In a second video, shared to Facebook on Friday morning, Ms Bayles explained her son is “sick” of being called “baby”.
While the video was originally filmed in 2016 when he was just five-years-old, Ms Bayles explained everything he said still applied.
“Quaden is turning 10 this year and this is the same message he wants people to hear because he is sick of being called a baby (amongst other names) and people trying to pick him up and treat him like a baby and people trying to pick him up and treat him like a baby,” Ms Bayles wrote.
In the short clip, Quaden begs to be left alone. ”Why do you call me baby every single day?” he says. “He’s not a baby, he’s five years old so shut up.”
Ms Bayles goes on to ask Quaden, “what What else do people call you that you don’t like?” explaining it was important because, “we need people to know because it’s very serious.”
“I don’t want them to call me bubba, baby or cute,” Quaden says, looking directly into the camera. “I’m not a boy.”
Since the video went viral a raft of people have been expressing their support for the family and a hashtag #IStandWithQuaden has been started.
Designer Josh Yasserie created a moving illustration of Quaden which has been shared by his family as well as Rugby League stars and the wider indigenous community.
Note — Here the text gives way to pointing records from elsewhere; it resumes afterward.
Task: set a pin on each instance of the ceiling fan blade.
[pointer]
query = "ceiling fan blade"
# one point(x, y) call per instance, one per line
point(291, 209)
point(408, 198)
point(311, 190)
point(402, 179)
NRL star Latrell Mitchell and the indigenous All Stars have extended an invitation to Quaden to lead the team onto CBUS Stadium on Saturday night.
Ms Bayles told Quest Community News in 2019 that she first walked in on her son trying to take his own life when he was just six-years-old, which is when he began saying that he wished he were dead.
Every time that there was a new child at school unaware of Quaden’s condition, bullying usually resulted, she said, with students calling him names and “obviously pointing out his difference”.
“So we now we have a very severely suicidal child, who is sick of the bullying that it is every single day that he attends school or is in public, and we’re sick of it,” Ms Bayles said.
“I just want people to know, and see the impact, because this could be your child or your child could be the bully that pushes a kid over the edge. And God forbid, we lose another child to suicide because of the bullying.”
Ms Bayles said that while she used to tell her son to “just ignore it”, from now on every time she was bullied she would be sharing a similar video.
“Hopefully we can make some changes, so that this doesn’t happen to another family and hopefully we don’t lose another young, innocent life to bullying.”